The bumbling inefficiency of our elites during the pandemic should dispel any notion they are capable of any kind of ‘conspiracy’
The best protection against conspiracy theories is to take a realistic look at the workings of elites when they actually attempt to deal with a problem.
We might say that the UK state’s failure to manage Covid-19 represents an ideal vaccine against conspiratorial thinking–which is fitting, as vaccinations might be the only success story of the pandemic. Increasingly, the only role the state sees for itself is in telling people what to do. Decent healthcare? That’s expensive! Have you tried a mask?
In this way, the UK state has shown itself to be woefully inadequate in rising to the challenge of dealing with the outbreak of disease. Yet it is precisely during such emergency situations that we want a government that can, well, govern. Instead, the pandemic has shown wherein the true skills of elites lie: in setting themselves up as managers and regulators, while doing as little as possible in the process.
It may come as a surprise to some that the UK had actually ranked quite highly in pandemic preparedness prior to 2020. Indeed, the World Economic Forum’s Global Security Index had ranked Britain and the US as the best prepared in the world for a global pandemic in 2019. Yet this high ranking reveals a lot about the failure of these states to deal with a real-life pandemic when it hit.
As Lee Jones and Shahar Hameiri describe in a recent study of the phenomenon, over several decades the UK state has moved away from a style of government that takes a top-down, authoritative approach to securing resources and directly intervening to try and solve problems.
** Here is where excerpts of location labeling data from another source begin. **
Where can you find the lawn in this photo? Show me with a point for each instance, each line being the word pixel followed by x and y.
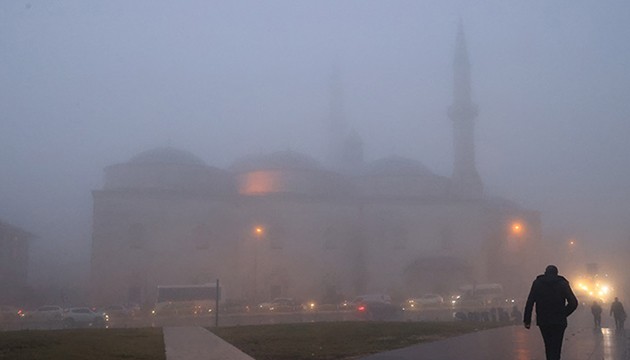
pixel 338 340
pixel 80 344
pixel 314 341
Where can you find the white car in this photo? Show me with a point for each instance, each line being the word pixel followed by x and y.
pixel 83 317
pixel 423 302
pixel 430 299
pixel 46 313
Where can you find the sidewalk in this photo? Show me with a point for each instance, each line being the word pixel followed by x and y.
pixel 197 343
pixel 516 343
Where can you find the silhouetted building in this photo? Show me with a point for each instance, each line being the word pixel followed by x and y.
pixel 14 244
pixel 285 225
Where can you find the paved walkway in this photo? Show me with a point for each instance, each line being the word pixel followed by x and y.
pixel 517 343
pixel 197 343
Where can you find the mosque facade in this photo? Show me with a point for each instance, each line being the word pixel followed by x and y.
pixel 286 225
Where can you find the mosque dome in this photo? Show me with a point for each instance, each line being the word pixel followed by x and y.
pixel 168 168
pixel 400 177
pixel 280 160
pixel 166 155
pixel 285 172
pixel 397 166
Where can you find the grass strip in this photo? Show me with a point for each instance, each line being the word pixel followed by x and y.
pixel 80 344
pixel 338 340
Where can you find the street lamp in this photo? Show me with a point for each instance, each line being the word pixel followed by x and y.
pixel 258 232
pixel 517 228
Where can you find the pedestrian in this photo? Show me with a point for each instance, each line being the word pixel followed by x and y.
pixel 516 314
pixel 617 311
pixel 554 301
pixel 596 310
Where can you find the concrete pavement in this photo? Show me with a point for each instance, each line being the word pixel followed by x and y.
pixel 197 343
pixel 517 343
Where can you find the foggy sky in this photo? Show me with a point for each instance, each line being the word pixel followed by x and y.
pixel 86 84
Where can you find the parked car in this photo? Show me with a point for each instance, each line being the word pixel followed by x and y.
pixel 9 313
pixel 379 311
pixel 83 317
pixel 376 307
pixel 46 313
pixel 118 312
pixel 280 305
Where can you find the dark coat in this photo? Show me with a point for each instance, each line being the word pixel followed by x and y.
pixel 617 310
pixel 554 301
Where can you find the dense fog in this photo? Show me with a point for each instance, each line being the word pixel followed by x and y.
pixel 89 84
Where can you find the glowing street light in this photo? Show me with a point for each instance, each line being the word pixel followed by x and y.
pixel 259 230
pixel 517 228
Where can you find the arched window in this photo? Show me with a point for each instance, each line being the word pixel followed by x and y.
pixel 136 236
pixel 202 236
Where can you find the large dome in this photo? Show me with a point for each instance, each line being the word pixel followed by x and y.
pixel 280 160
pixel 399 177
pixel 167 168
pixel 285 172
pixel 397 166
pixel 166 155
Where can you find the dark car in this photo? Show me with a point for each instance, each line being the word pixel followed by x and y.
pixel 379 311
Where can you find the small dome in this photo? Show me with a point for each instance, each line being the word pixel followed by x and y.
pixel 397 166
pixel 167 155
pixel 280 160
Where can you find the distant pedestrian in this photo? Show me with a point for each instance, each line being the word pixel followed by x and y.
pixel 516 314
pixel 596 310
pixel 554 301
pixel 617 311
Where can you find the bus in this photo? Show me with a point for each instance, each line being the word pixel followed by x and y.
pixel 479 296
pixel 196 300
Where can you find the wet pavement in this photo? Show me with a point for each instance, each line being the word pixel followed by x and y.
pixel 581 342
pixel 195 343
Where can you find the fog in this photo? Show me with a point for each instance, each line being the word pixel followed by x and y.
pixel 90 84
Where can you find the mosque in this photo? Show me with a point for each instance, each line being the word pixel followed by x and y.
pixel 286 225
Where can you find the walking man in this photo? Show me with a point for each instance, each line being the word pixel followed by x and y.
pixel 554 301
pixel 617 311
pixel 596 310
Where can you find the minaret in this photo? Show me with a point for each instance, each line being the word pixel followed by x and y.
pixel 336 120
pixel 466 182
pixel 345 148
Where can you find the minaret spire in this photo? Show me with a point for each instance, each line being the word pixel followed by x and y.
pixel 345 148
pixel 466 181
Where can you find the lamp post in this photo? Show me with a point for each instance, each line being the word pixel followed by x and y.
pixel 259 232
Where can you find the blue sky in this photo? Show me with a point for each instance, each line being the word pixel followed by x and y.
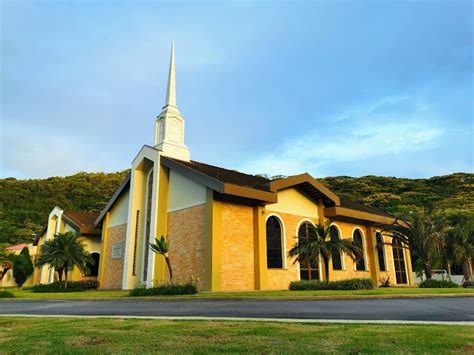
pixel 327 87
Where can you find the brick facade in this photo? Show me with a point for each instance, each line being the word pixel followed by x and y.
pixel 186 232
pixel 237 248
pixel 113 270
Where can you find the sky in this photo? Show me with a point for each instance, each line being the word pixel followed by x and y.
pixel 325 87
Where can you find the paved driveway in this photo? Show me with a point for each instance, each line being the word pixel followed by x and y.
pixel 406 309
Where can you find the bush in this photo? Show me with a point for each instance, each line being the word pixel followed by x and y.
pixel 6 294
pixel 437 284
pixel 468 284
pixel 165 290
pixel 72 286
pixel 351 284
pixel 22 267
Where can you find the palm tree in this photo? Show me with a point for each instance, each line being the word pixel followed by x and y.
pixel 64 252
pixel 421 232
pixel 162 247
pixel 322 242
pixel 6 260
pixel 460 247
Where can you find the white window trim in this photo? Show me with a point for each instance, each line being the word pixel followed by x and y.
pixel 283 239
pixel 364 251
pixel 307 220
pixel 343 256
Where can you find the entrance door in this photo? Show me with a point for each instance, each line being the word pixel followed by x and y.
pixel 399 261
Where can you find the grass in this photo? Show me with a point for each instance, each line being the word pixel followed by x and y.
pixel 378 292
pixel 106 335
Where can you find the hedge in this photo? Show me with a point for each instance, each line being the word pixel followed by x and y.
pixel 468 283
pixel 437 284
pixel 351 284
pixel 6 294
pixel 165 290
pixel 72 286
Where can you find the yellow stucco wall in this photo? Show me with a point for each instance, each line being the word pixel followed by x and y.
pixel 186 233
pixel 237 247
pixel 293 202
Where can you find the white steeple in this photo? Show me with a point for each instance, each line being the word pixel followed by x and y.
pixel 169 125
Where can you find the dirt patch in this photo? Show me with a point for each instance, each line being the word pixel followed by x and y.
pixel 84 341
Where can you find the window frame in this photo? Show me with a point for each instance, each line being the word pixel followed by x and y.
pixel 341 253
pixel 300 224
pixel 364 255
pixel 384 253
pixel 282 241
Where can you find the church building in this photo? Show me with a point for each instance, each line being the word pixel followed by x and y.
pixel 229 231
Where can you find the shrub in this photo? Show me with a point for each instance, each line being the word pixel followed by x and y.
pixel 6 294
pixel 74 286
pixel 22 267
pixel 468 284
pixel 165 290
pixel 437 284
pixel 351 284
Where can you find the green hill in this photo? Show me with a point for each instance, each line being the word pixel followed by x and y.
pixel 25 204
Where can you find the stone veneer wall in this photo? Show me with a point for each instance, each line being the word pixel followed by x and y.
pixel 279 279
pixel 237 248
pixel 186 232
pixel 113 270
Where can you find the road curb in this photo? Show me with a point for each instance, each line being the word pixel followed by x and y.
pixel 245 319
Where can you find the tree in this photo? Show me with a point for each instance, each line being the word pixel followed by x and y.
pixel 64 252
pixel 6 260
pixel 22 266
pixel 322 242
pixel 162 247
pixel 460 247
pixel 423 233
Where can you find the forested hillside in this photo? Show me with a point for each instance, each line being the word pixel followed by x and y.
pixel 25 204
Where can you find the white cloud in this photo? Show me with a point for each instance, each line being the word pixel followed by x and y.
pixel 391 126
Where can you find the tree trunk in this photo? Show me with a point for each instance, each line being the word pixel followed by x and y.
pixel 168 263
pixel 467 269
pixel 326 267
pixel 427 268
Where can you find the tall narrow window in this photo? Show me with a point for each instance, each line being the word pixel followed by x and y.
pixel 360 258
pixel 399 261
pixel 336 253
pixel 380 251
pixel 134 264
pixel 308 270
pixel 274 237
pixel 147 225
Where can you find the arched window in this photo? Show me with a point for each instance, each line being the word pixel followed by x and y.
pixel 308 271
pixel 360 260
pixel 274 237
pixel 336 253
pixel 399 261
pixel 146 246
pixel 94 267
pixel 380 251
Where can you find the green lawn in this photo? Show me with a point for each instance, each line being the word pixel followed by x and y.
pixel 105 335
pixel 379 292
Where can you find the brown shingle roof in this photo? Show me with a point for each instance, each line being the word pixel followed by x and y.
pixel 363 208
pixel 228 176
pixel 82 219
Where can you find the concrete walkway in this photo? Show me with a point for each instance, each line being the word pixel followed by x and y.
pixel 448 309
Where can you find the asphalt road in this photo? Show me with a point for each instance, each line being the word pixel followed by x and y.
pixel 406 309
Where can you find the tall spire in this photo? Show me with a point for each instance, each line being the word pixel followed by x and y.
pixel 171 89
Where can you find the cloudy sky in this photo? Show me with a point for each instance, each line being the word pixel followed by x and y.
pixel 327 87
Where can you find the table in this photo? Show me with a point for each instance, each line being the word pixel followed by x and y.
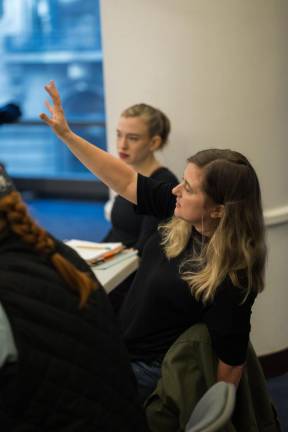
pixel 114 275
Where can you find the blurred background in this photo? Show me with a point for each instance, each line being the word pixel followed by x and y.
pixel 42 40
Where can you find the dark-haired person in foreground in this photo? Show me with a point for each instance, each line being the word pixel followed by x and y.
pixel 209 263
pixel 62 364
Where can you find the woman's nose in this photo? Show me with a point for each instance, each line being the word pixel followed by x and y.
pixel 122 142
pixel 176 190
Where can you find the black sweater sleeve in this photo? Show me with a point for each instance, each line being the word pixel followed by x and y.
pixel 228 322
pixel 154 198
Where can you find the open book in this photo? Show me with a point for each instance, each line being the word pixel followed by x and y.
pixel 93 252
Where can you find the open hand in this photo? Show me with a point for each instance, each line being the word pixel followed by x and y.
pixel 57 120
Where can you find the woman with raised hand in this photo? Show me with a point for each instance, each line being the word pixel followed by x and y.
pixel 209 265
pixel 63 365
pixel 141 131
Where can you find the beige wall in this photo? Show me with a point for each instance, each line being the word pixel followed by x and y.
pixel 219 70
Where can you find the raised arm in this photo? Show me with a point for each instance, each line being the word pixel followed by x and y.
pixel 112 171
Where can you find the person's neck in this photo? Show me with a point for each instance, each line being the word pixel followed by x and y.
pixel 147 167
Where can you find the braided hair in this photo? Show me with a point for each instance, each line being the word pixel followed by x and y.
pixel 14 215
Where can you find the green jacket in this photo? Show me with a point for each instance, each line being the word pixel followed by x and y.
pixel 188 370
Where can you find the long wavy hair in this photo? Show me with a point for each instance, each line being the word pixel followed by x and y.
pixel 237 246
pixel 14 216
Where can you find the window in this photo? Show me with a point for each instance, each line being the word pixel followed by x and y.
pixel 42 40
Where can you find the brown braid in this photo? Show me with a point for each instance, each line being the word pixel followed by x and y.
pixel 15 215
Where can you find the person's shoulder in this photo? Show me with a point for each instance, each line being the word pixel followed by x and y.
pixel 235 294
pixel 165 175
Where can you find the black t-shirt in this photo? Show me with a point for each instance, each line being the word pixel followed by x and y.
pixel 160 306
pixel 131 228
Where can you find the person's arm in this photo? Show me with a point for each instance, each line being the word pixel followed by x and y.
pixel 112 171
pixel 230 374
pixel 8 350
pixel 148 227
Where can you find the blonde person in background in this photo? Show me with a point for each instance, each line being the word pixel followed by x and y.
pixel 206 266
pixel 141 131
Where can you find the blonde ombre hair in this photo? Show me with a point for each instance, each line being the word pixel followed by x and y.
pixel 237 246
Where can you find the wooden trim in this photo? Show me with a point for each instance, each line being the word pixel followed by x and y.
pixel 61 188
pixel 275 364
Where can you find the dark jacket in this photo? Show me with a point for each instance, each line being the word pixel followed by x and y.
pixel 188 370
pixel 72 373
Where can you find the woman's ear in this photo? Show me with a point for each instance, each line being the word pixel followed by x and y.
pixel 217 212
pixel 155 143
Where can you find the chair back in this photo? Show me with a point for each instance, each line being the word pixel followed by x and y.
pixel 214 409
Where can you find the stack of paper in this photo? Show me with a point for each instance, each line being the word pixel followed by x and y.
pixel 93 252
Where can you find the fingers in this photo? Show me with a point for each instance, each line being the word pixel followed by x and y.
pixel 46 119
pixel 53 92
pixel 49 107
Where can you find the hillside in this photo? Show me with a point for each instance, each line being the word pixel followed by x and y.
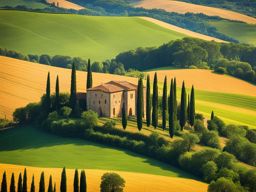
pixel 19 87
pixel 183 7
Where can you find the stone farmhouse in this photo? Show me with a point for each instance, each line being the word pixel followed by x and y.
pixel 108 99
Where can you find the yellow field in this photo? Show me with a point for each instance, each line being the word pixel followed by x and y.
pixel 183 7
pixel 135 182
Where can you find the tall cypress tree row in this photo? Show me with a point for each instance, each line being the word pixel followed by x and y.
pixel 24 185
pixel 83 184
pixel 124 117
pixel 164 104
pixel 73 99
pixel 76 181
pixel 63 182
pixel 20 183
pixel 89 75
pixel 139 104
pixel 50 187
pixel 155 103
pixel 32 187
pixel 41 183
pixel 57 95
pixel 12 185
pixel 4 183
pixel 192 110
pixel 171 110
pixel 148 102
pixel 183 107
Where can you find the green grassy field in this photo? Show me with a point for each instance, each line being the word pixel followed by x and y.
pixel 98 38
pixel 32 147
pixel 243 32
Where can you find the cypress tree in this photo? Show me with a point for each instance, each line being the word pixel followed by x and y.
pixel 76 181
pixel 83 184
pixel 89 75
pixel 171 110
pixel 57 95
pixel 63 182
pixel 155 103
pixel 124 117
pixel 73 99
pixel 139 104
pixel 32 187
pixel 183 106
pixel 50 188
pixel 24 185
pixel 20 183
pixel 41 183
pixel 4 183
pixel 148 102
pixel 192 110
pixel 164 104
pixel 12 185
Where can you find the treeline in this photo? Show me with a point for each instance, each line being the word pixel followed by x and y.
pixel 234 59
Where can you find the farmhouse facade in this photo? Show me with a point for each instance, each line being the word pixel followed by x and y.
pixel 108 99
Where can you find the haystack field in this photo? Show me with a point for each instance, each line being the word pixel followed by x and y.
pixel 135 182
pixel 181 30
pixel 65 4
pixel 183 7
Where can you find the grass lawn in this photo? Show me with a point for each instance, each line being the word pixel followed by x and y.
pixel 243 32
pixel 32 147
pixel 98 38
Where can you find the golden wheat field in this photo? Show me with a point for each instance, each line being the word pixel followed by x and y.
pixel 183 7
pixel 135 182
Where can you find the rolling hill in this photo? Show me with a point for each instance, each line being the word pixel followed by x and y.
pixel 232 99
pixel 183 7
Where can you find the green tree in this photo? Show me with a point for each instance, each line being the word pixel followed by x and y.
pixel 89 75
pixel 155 103
pixel 63 182
pixel 183 106
pixel 24 185
pixel 83 184
pixel 112 182
pixel 4 183
pixel 148 102
pixel 76 181
pixel 164 104
pixel 41 183
pixel 139 104
pixel 192 110
pixel 50 187
pixel 12 185
pixel 124 117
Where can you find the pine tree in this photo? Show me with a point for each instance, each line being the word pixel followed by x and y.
pixel 171 111
pixel 76 181
pixel 83 184
pixel 63 182
pixel 20 183
pixel 32 187
pixel 73 99
pixel 148 102
pixel 41 183
pixel 50 187
pixel 12 185
pixel 183 106
pixel 4 183
pixel 57 95
pixel 139 104
pixel 192 107
pixel 89 75
pixel 164 104
pixel 155 103
pixel 124 117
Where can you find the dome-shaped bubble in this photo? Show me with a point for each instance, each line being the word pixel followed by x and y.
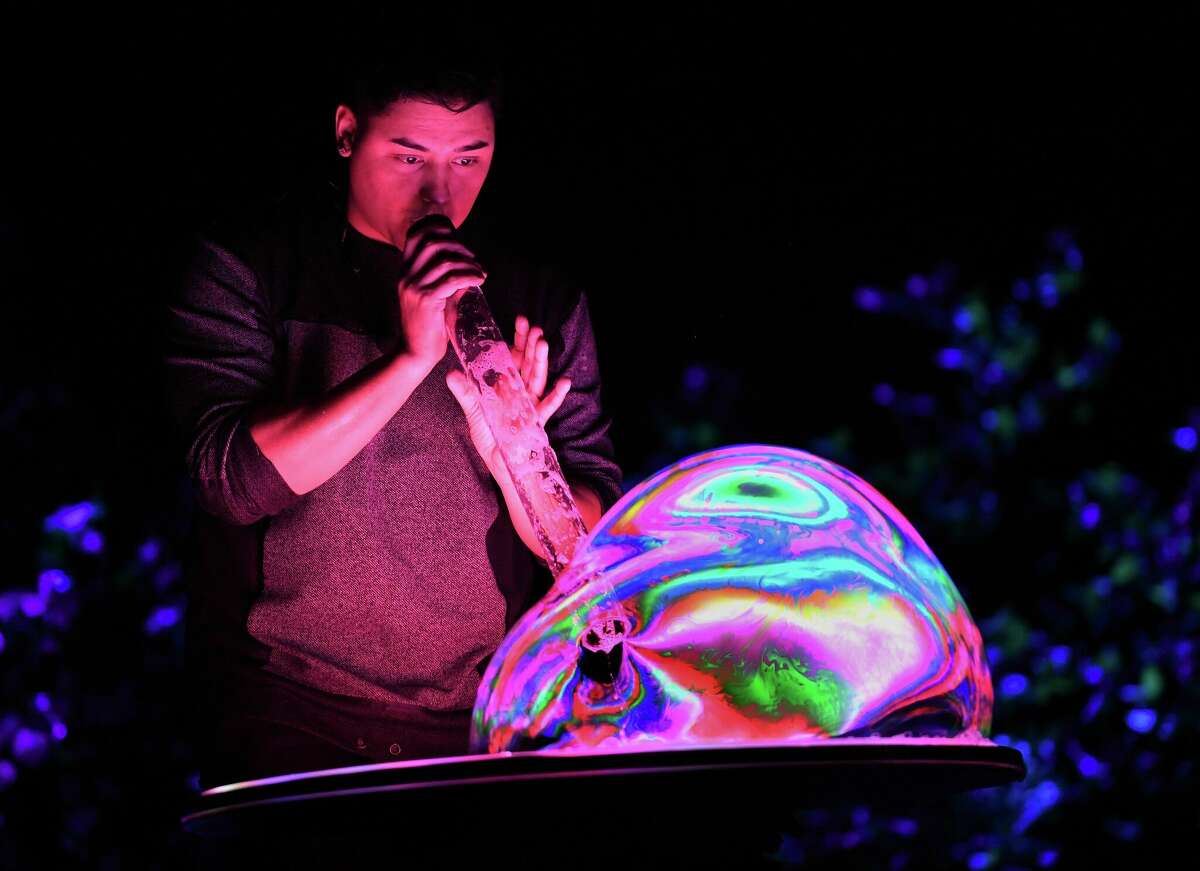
pixel 747 594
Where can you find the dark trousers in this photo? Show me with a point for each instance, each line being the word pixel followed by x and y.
pixel 250 748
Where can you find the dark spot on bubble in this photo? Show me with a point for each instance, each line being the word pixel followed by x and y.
pixel 751 488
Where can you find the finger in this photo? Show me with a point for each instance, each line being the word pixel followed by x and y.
pixel 531 358
pixel 540 367
pixel 438 264
pixel 521 332
pixel 551 403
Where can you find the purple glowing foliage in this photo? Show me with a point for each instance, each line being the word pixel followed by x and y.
pixel 1013 685
pixel 150 551
pixel 1141 720
pixel 949 358
pixel 33 605
pixel 883 395
pixel 1060 655
pixel 1186 438
pixel 1092 708
pixel 1048 289
pixel 869 299
pixel 1089 766
pixel 71 518
pixel 53 580
pixel 1037 802
pixel 161 618
pixel 29 746
pixel 917 287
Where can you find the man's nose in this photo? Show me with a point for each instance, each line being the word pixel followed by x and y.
pixel 436 187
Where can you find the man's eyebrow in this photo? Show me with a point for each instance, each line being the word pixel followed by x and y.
pixel 417 146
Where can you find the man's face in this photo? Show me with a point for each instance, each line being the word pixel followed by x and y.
pixel 413 160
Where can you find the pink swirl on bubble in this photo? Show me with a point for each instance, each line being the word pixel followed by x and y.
pixel 761 594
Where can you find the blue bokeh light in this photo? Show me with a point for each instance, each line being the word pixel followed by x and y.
pixel 71 518
pixel 1141 720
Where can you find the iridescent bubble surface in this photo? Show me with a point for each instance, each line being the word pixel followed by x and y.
pixel 747 594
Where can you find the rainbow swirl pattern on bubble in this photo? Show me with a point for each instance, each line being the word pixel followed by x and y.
pixel 761 594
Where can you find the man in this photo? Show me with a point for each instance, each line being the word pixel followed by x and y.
pixel 360 551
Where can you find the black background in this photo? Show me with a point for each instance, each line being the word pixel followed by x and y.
pixel 719 181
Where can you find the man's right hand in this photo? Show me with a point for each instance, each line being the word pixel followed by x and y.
pixel 436 268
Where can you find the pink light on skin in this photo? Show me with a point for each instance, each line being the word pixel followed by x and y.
pixel 413 160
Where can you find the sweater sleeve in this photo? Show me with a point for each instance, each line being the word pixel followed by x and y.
pixel 579 430
pixel 220 361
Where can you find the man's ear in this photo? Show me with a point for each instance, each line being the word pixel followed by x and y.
pixel 346 127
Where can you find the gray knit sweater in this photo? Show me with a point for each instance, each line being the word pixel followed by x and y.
pixel 391 583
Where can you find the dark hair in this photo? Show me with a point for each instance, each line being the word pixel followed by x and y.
pixel 379 76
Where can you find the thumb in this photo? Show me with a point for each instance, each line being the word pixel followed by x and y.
pixel 457 383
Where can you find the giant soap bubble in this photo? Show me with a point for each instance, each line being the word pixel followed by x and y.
pixel 747 594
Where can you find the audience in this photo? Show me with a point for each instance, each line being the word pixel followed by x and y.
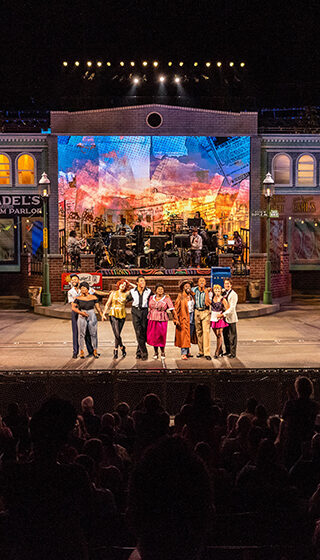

Instead, it has gravitated toward a model that simply attempts to ‘regulate’ and steer others toward meeting the state’s goals.
This means that rather than setting out plans for how the state will act in case of emergency, they set out tick-box rules and regulations for how other agencies should behave in such an event. For example, the Department of Health’s UK Influenza Pandemic Preparedness Strategy, published in 2011 admits that health and social care services would be overwhelmed in case of even a moderate pandemic. However, rather than build extra capacity in critical care services, they direct healthcare providers to engage in their own ‘surge planning’, regardless of whether or not they had the capacity to deal with any surges (spoiler: they didn’t).
This also at least partly explains the government’s obsession with behavioural psychology. Seeing no role for itself in actually solving problems, the UK government has convinced itself that we are the problem. Closing in on two years since the first inklings of something awry in Wuhan, the NHS has still not seen its capacity increased. Staff shortages, record waiting times and reduced hospital beds remain the stark reality of the UK’s public health system. Yet in all of this, the persistent message has been that we are the problem. In reality, there were no plans, only rules. And now, all we can do, we are told, is follow the rules.
And this approach is not limited to government. It seems there is no shortage of bodies appearing offering not to make anyone’s lives better, but to create endless rules and frameworks and charters. Endless mounds of paperwork and plans that someone else is at some point expected to fulfil. In higher education, students are sometimes attracted with promises of workplace experience via credit-bearing placement options. Yet, when they arrive, they find they must source those placements themselves. The university simply provides a framework and rules that the student must demonstrate they meet, submitted for credit at the end of the semester. No ‘unique opportunities’. Just more rules.
Elites everywhere are developing excellent skills in creating paperwork and PowerPoints. But when it comes to actually getting things done, that’s up to us.